Inferring Phishing Intention via Webpage Appearance and Dynamics: A Deep Vision Based Approach

Explainable phishing detection approaches are usually based on references, i.e., they compare a suspicious webpage against a reference list of commonly targeted legitimate brands' webpages. If a webpage is detected as similar to any referenced website but their domains are not aligned, a phishing alert is raised with an explanation comprising its targeted brand. In comparison to other techniques, such explainable reference-based solutions are more robust to ever-changing phishing webpages. However, the webpage similarity is still measured by representations conveying only partial intentions (e.g., screenshot and logo), which (i) incurs considerable false positives and (ii) gives an adversary opportunities to compromise user confidence in the approaches.
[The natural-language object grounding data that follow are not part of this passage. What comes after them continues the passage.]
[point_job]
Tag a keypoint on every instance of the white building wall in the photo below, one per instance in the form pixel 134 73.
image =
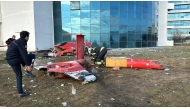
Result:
pixel 35 17
pixel 17 16
pixel 162 24
pixel 44 29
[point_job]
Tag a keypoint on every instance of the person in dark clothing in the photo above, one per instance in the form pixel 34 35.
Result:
pixel 16 56
pixel 98 54
pixel 8 41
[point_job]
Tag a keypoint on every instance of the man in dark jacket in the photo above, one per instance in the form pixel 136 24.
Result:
pixel 16 56
pixel 98 54
pixel 10 40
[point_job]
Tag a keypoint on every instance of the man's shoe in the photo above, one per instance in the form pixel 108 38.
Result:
pixel 24 94
pixel 29 74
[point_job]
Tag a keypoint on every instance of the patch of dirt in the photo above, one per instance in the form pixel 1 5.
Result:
pixel 124 88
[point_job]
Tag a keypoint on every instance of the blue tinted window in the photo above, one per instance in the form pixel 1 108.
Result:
pixel 138 15
pixel 123 21
pixel 104 5
pixel 75 13
pixel 95 28
pixel 57 6
pixel 105 44
pixel 85 29
pixel 84 5
pixel 123 37
pixel 138 8
pixel 131 7
pixel 131 22
pixel 114 5
pixel 105 20
pixel 95 5
pixel 75 21
pixel 66 28
pixel 95 20
pixel 85 13
pixel 95 40
pixel 114 21
pixel 75 29
pixel 105 13
pixel 85 20
pixel 105 28
pixel 95 13
pixel 123 5
pixel 65 5
pixel 114 13
pixel 131 15
pixel 65 14
pixel 123 44
pixel 123 14
pixel 66 21
pixel 105 37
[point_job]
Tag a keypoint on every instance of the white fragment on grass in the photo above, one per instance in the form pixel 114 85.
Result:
pixel 64 103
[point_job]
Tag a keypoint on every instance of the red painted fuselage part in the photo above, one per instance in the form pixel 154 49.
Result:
pixel 143 64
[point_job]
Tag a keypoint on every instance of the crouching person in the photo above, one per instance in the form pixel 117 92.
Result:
pixel 98 54
pixel 16 56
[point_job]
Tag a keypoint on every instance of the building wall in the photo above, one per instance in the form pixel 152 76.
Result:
pixel 43 17
pixel 35 17
pixel 17 16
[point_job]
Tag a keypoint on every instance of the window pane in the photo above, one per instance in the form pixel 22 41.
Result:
pixel 95 20
pixel 85 29
pixel 75 5
pixel 105 5
pixel 85 20
pixel 95 13
pixel 95 28
pixel 95 5
pixel 65 5
pixel 114 5
pixel 65 14
pixel 105 37
pixel 75 13
pixel 105 13
pixel 123 5
pixel 84 5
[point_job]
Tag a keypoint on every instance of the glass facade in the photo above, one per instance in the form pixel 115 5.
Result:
pixel 179 19
pixel 114 24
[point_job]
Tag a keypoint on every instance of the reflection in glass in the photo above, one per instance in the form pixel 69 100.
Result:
pixel 123 44
pixel 85 20
pixel 75 5
pixel 65 14
pixel 95 28
pixel 75 13
pixel 85 29
pixel 105 37
pixel 114 21
pixel 114 5
pixel 95 5
pixel 85 13
pixel 123 6
pixel 84 5
pixel 105 44
pixel 104 5
pixel 95 13
pixel 95 40
pixel 105 29
pixel 75 21
pixel 65 5
pixel 95 20
pixel 105 13
pixel 75 29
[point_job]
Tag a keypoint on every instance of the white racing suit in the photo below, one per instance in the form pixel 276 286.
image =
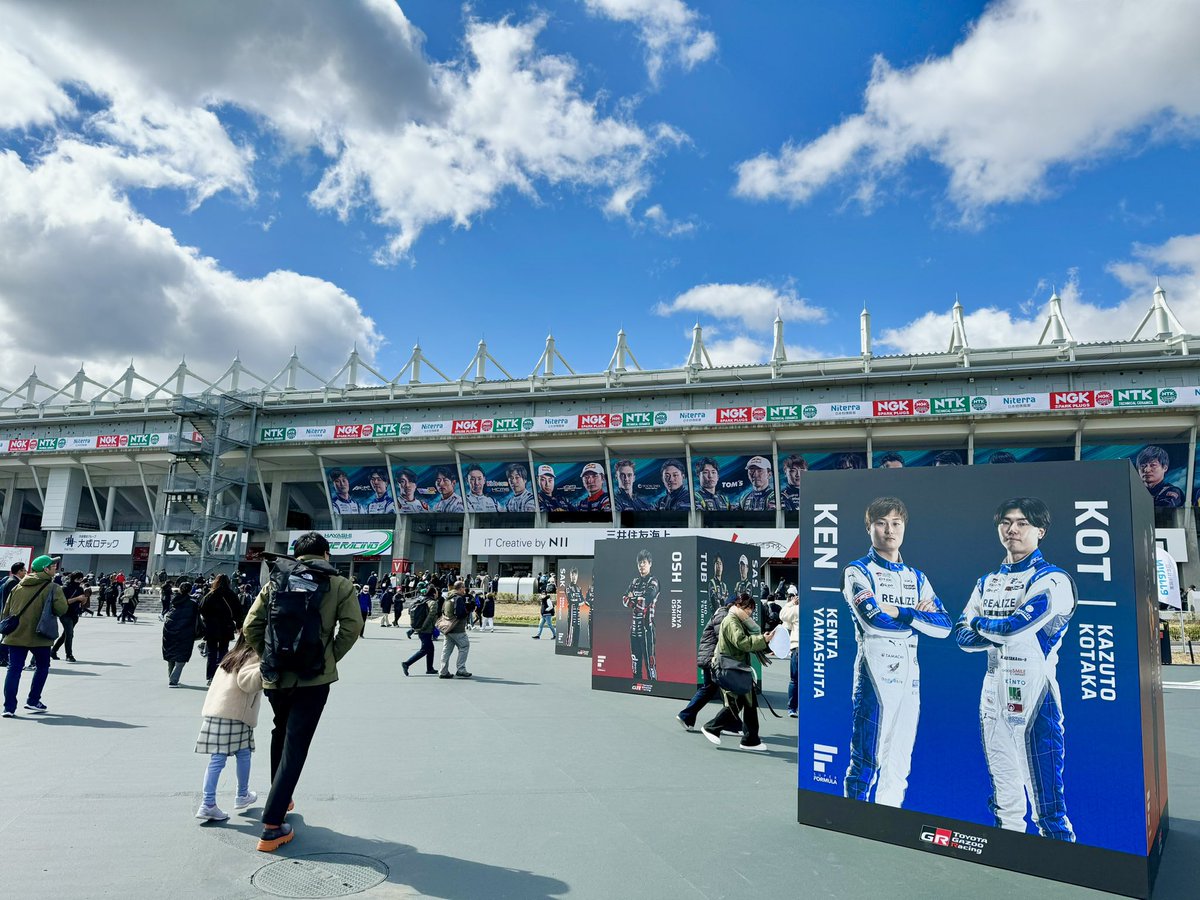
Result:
pixel 887 677
pixel 1019 615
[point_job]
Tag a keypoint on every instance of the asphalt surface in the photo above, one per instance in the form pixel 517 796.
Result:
pixel 520 783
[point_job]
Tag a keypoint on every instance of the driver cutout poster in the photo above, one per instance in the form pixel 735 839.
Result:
pixel 978 676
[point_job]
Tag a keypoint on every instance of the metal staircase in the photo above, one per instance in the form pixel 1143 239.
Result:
pixel 207 495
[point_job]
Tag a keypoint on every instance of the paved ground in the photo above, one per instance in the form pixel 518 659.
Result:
pixel 521 783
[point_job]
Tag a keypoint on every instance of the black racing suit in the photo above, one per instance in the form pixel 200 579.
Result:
pixel 640 597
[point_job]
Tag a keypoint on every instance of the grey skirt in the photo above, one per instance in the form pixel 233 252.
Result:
pixel 223 736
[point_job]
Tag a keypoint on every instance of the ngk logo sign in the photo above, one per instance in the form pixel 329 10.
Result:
pixel 893 407
pixel 597 420
pixel 732 415
pixel 1071 400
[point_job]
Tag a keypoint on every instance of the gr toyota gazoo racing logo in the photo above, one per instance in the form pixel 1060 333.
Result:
pixel 599 420
pixel 893 407
pixel 1072 400
pixel 953 840
pixel 733 415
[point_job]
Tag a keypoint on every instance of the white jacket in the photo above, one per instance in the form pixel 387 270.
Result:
pixel 235 696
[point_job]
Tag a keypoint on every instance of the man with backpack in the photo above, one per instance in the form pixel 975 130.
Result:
pixel 304 621
pixel 454 634
pixel 420 619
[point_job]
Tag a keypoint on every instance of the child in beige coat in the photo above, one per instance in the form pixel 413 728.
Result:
pixel 231 713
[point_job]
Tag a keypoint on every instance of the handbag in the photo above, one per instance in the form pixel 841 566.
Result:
pixel 731 675
pixel 10 623
pixel 48 623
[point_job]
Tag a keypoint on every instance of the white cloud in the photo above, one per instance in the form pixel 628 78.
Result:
pixel 754 305
pixel 407 141
pixel 84 277
pixel 1036 84
pixel 1176 262
pixel 667 28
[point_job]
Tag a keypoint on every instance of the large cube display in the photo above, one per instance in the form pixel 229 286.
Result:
pixel 978 666
pixel 652 598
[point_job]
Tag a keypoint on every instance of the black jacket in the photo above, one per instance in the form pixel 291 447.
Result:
pixel 179 629
pixel 708 637
pixel 221 612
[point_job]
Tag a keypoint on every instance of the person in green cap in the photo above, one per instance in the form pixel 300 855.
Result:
pixel 25 601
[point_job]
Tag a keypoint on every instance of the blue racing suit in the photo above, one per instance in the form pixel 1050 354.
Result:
pixel 1019 615
pixel 887 677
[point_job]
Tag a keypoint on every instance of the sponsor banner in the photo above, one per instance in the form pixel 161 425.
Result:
pixel 1061 709
pixel 12 555
pixel 909 459
pixel 573 607
pixel 733 483
pixel 88 544
pixel 562 489
pixel 987 456
pixel 352 544
pixel 427 489
pixel 769 543
pixel 646 618
pixel 654 484
pixel 1167 580
pixel 221 544
pixel 497 487
pixel 1163 468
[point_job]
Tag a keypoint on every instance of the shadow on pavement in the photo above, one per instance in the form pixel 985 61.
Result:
pixel 427 874
pixel 82 721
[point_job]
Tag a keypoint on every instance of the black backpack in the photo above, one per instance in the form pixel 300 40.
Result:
pixel 292 642
pixel 418 612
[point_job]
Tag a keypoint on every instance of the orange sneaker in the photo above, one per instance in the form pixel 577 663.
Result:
pixel 275 838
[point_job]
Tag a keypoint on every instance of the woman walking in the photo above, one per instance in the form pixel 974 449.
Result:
pixel 220 610
pixel 180 631
pixel 739 636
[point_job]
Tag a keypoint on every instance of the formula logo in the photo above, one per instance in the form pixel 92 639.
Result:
pixel 893 407
pixel 599 420
pixel 1072 400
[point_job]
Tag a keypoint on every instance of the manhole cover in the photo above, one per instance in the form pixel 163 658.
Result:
pixel 319 875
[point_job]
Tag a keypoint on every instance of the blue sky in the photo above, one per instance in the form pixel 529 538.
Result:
pixel 202 183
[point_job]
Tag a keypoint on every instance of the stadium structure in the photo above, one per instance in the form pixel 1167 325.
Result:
pixel 195 475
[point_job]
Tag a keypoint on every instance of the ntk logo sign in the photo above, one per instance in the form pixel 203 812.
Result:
pixel 390 430
pixel 1137 397
pixel 1072 400
pixel 783 414
pixel 893 407
pixel 948 406
pixel 505 426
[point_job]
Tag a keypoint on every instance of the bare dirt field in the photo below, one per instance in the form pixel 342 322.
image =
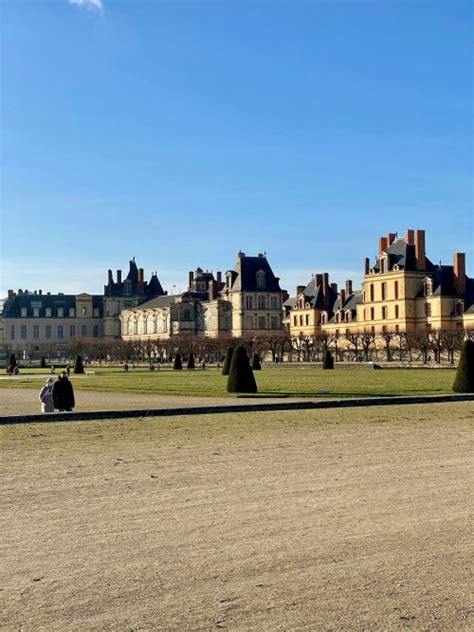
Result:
pixel 315 520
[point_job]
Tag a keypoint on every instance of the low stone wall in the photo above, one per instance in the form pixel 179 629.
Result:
pixel 236 408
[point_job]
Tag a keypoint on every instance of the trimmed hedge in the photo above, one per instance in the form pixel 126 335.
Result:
pixel 241 378
pixel 328 360
pixel 227 361
pixel 78 366
pixel 256 366
pixel 464 381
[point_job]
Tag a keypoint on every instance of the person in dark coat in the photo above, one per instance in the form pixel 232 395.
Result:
pixel 63 394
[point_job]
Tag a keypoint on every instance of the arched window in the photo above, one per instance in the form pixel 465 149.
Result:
pixel 260 280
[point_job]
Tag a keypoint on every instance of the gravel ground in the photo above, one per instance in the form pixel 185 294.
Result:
pixel 16 401
pixel 314 520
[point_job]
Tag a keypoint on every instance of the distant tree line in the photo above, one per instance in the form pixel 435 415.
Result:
pixel 422 346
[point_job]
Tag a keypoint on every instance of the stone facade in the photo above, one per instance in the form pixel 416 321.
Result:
pixel 248 302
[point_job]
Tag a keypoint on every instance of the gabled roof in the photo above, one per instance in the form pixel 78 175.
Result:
pixel 244 275
pixel 350 303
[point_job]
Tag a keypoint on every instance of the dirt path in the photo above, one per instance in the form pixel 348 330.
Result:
pixel 16 401
pixel 316 520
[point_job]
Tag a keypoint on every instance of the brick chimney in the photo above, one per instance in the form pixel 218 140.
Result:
pixel 141 280
pixel 326 289
pixel 212 290
pixel 410 237
pixel 459 273
pixel 420 252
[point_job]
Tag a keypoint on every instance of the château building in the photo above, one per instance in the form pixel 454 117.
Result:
pixel 248 302
pixel 37 320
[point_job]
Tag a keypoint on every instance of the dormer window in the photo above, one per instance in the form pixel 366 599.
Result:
pixel 260 280
pixel 428 287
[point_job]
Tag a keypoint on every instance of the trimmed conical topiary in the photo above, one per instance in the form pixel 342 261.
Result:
pixel 464 381
pixel 256 366
pixel 328 360
pixel 78 367
pixel 227 361
pixel 177 364
pixel 241 378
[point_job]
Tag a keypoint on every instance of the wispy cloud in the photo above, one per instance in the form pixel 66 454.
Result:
pixel 89 4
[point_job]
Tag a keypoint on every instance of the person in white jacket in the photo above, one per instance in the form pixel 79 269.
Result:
pixel 46 397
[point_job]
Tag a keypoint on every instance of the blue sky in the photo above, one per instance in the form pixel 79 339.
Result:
pixel 180 132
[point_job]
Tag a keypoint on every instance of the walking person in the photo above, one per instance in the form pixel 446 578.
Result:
pixel 63 394
pixel 46 397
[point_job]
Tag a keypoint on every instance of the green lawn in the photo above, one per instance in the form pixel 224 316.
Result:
pixel 292 382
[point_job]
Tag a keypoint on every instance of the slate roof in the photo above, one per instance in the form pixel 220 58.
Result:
pixel 12 308
pixel 154 303
pixel 244 275
pixel 403 254
pixel 313 295
pixel 350 304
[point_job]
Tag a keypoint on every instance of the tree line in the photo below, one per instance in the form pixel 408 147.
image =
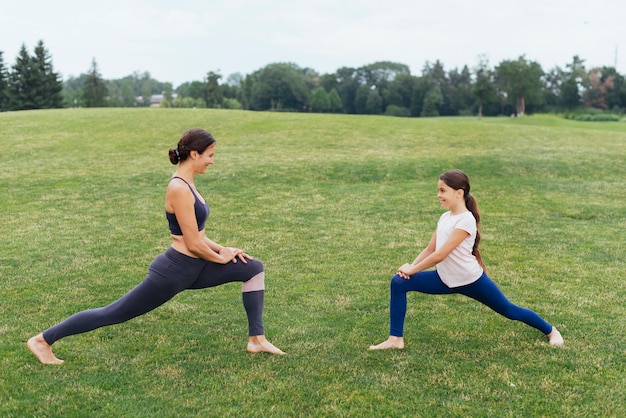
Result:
pixel 512 87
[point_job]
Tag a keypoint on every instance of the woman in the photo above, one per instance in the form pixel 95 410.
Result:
pixel 453 248
pixel 192 262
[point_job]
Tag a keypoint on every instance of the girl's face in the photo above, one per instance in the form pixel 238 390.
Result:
pixel 204 160
pixel 448 197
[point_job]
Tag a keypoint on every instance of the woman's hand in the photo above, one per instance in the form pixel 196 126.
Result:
pixel 405 271
pixel 232 254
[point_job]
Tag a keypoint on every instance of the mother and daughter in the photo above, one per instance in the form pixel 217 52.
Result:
pixel 194 261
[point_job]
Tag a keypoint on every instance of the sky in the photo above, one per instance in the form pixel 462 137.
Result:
pixel 182 40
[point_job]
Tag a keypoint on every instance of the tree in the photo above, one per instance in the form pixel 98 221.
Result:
pixel 49 86
pixel 95 91
pixel 335 101
pixel 4 84
pixel 483 89
pixel 213 91
pixel 521 80
pixel 146 92
pixel 600 83
pixel 615 97
pixel 459 91
pixel 347 86
pixel 21 95
pixel 569 97
pixel 320 101
pixel 278 87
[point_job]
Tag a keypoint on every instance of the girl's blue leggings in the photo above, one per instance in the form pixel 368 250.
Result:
pixel 483 290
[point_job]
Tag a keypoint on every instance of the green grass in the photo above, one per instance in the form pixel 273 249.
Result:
pixel 332 205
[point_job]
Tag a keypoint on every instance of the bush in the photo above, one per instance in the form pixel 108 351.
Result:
pixel 393 110
pixel 592 115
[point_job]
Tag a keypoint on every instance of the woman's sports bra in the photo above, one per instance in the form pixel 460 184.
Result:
pixel 202 213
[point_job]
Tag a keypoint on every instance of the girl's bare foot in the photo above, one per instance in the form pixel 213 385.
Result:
pixel 396 343
pixel 42 350
pixel 555 338
pixel 259 344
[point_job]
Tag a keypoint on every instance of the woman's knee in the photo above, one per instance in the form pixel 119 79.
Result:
pixel 398 284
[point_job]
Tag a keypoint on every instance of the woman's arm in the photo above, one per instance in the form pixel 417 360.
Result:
pixel 181 203
pixel 430 248
pixel 237 252
pixel 434 257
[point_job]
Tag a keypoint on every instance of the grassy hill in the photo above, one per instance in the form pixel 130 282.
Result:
pixel 332 204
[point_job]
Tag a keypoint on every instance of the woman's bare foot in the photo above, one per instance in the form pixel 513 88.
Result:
pixel 555 338
pixel 259 344
pixel 42 350
pixel 396 343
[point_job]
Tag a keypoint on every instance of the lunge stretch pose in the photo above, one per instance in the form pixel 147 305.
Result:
pixel 193 261
pixel 453 249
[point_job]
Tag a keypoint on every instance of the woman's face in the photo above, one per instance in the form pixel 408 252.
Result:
pixel 448 197
pixel 205 159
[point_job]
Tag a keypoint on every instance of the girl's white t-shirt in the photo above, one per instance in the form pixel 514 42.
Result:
pixel 460 267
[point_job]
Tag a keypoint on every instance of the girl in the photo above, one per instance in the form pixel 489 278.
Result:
pixel 192 262
pixel 453 248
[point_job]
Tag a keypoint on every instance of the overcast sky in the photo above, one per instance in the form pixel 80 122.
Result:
pixel 182 40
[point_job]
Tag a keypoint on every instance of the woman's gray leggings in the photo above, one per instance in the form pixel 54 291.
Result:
pixel 169 274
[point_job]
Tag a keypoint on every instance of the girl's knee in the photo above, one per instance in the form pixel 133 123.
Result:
pixel 397 283
pixel 256 266
pixel 257 282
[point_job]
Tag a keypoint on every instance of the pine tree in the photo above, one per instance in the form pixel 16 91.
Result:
pixel 4 83
pixel 49 84
pixel 21 94
pixel 95 91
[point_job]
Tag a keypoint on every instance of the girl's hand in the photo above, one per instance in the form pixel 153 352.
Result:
pixel 404 271
pixel 237 254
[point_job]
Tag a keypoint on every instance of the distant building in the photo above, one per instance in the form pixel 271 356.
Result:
pixel 155 99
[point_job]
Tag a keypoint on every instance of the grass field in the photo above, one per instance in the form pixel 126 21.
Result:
pixel 332 205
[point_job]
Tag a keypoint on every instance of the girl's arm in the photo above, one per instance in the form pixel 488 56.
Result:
pixel 218 248
pixel 434 257
pixel 430 248
pixel 182 204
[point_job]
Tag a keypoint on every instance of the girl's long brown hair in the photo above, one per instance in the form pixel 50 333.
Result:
pixel 458 180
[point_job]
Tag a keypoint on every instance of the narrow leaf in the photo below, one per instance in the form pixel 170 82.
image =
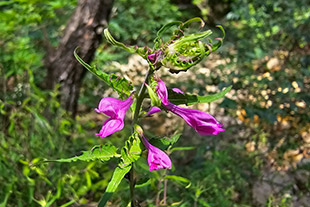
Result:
pixel 121 85
pixel 180 180
pixel 117 177
pixel 103 153
pixel 188 99
pixel 131 152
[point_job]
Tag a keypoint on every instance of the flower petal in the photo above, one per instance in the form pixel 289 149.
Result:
pixel 153 110
pixel 110 126
pixel 162 92
pixel 177 90
pixel 202 122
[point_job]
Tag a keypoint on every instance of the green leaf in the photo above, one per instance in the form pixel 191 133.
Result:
pixel 188 99
pixel 117 177
pixel 181 149
pixel 164 143
pixel 131 152
pixel 121 85
pixel 103 153
pixel 160 32
pixel 180 180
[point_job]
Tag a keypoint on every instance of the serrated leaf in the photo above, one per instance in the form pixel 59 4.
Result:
pixel 181 149
pixel 164 143
pixel 188 99
pixel 103 153
pixel 131 151
pixel 121 85
pixel 117 177
pixel 180 180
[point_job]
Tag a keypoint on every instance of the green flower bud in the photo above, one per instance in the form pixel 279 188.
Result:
pixel 155 101
pixel 186 52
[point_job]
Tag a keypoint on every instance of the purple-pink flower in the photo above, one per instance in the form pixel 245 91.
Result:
pixel 116 110
pixel 155 57
pixel 202 122
pixel 157 159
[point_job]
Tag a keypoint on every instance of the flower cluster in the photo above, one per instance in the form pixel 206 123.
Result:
pixel 178 54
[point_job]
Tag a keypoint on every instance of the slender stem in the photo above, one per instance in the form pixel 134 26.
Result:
pixel 165 192
pixel 140 98
pixel 132 186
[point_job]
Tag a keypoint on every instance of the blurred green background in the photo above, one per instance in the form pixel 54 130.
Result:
pixel 262 159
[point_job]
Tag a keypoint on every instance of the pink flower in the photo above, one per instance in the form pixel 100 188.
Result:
pixel 116 110
pixel 177 90
pixel 202 122
pixel 155 57
pixel 157 159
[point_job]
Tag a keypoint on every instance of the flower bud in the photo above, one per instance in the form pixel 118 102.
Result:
pixel 186 52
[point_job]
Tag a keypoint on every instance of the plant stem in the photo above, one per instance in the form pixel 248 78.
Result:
pixel 140 98
pixel 132 186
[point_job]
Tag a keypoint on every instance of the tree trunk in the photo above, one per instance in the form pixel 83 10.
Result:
pixel 84 30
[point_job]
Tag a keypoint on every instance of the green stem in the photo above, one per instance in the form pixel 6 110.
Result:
pixel 140 99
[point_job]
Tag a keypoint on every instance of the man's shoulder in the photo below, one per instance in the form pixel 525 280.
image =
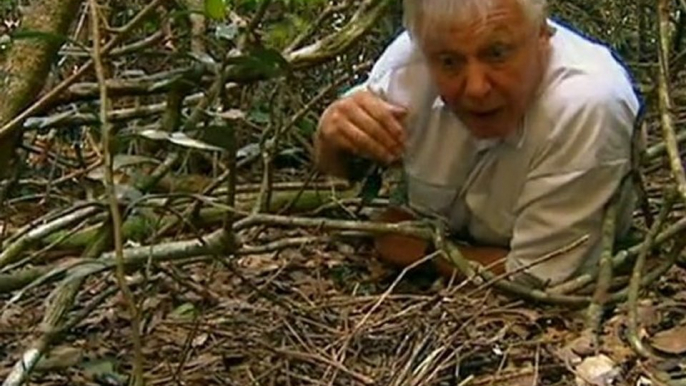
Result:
pixel 585 81
pixel 587 107
pixel 400 53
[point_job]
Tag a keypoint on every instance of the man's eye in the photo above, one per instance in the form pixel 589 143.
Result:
pixel 448 62
pixel 497 53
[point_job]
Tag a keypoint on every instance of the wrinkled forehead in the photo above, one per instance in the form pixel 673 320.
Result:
pixel 434 19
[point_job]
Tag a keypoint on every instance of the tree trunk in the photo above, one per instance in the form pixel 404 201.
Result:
pixel 28 64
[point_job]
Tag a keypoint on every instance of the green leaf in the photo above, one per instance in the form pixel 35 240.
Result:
pixel 216 9
pixel 263 61
pixel 226 31
pixel 372 186
pixel 184 311
pixel 45 36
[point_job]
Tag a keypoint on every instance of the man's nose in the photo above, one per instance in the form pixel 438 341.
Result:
pixel 477 85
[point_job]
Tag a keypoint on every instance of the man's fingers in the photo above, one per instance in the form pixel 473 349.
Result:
pixel 359 118
pixel 365 144
pixel 387 114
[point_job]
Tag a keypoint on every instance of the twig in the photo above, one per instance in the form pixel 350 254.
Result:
pixel 619 259
pixel 551 255
pixel 594 314
pixel 55 92
pixel 22 369
pixel 13 250
pixel 107 146
pixel 665 101
pixel 634 284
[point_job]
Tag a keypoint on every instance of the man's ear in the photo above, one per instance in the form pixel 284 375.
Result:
pixel 546 30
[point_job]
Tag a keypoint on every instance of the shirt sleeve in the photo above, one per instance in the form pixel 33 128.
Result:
pixel 571 181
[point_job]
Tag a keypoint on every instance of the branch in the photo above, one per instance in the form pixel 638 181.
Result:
pixel 634 284
pixel 665 101
pixel 13 125
pixel 115 214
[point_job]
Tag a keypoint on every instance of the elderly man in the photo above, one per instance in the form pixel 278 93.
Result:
pixel 512 127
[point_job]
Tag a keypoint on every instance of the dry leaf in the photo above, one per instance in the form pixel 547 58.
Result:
pixel 672 341
pixel 596 371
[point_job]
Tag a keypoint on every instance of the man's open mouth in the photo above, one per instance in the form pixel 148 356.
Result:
pixel 485 113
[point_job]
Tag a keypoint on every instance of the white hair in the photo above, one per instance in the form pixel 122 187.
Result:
pixel 430 12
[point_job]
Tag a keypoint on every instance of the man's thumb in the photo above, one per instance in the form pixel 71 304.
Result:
pixel 397 111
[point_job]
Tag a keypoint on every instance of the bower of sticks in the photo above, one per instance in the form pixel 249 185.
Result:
pixel 161 222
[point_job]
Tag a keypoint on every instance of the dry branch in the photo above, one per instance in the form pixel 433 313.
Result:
pixel 28 65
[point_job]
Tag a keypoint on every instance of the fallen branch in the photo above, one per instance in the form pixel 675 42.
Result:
pixel 637 274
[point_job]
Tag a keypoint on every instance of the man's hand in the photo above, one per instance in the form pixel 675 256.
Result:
pixel 361 124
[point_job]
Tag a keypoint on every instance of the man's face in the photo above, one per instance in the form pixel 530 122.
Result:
pixel 487 71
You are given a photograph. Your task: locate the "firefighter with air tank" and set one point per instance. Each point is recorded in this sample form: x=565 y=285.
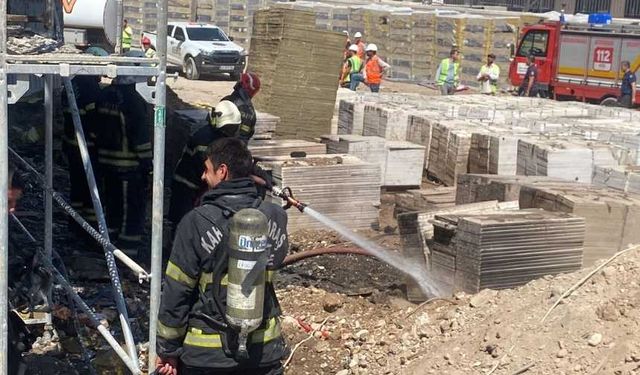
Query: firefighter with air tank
x=219 y=311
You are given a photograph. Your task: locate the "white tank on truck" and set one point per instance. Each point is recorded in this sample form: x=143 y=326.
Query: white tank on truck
x=90 y=22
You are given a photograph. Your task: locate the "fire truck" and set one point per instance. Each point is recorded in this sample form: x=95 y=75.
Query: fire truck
x=577 y=62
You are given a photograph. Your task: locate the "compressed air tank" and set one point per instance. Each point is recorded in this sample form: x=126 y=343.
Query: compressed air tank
x=98 y=15
x=247 y=243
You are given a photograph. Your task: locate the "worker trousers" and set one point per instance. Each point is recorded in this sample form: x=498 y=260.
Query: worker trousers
x=276 y=369
x=125 y=200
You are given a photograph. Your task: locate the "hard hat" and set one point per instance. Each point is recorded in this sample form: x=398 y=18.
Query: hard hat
x=226 y=113
x=250 y=82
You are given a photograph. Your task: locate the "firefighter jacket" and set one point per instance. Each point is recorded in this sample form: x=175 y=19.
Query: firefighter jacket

In this work, we propose, PhishIntention, to extract precise phishing intention of a webpage by visually (i) extracting its brand intention and credential-taking intention, and (ii) interacting with the webpage to confirm the credential-taking intention. We design PhishIntention as a heterogeneous system of deep learning vision models, overcoming various technical challenges. The models "look at" and "interact with" the webpage for its intention, which are robust to potential HTML obfuscation. We compare PhishIntention with four state-of-the-art reference-based approaches on the largest phishing identification dataset consisting of 50K phishing and benign webpages. For similar level of recall, PhishIntention achieves significantly higher precision than the baselines. Moreover, we conduct a continuous field study on the Internet for two months to discover emerging phishing webpages. PhishIntention detects 1,942 new phishing webpages (1,368 not reported by VirusTotal). Comparing to the best baseline, PhishIntention generates 86.5% less false alerts (139 vs. 1,033 false positives) while detecting similar number of real phishing webpages.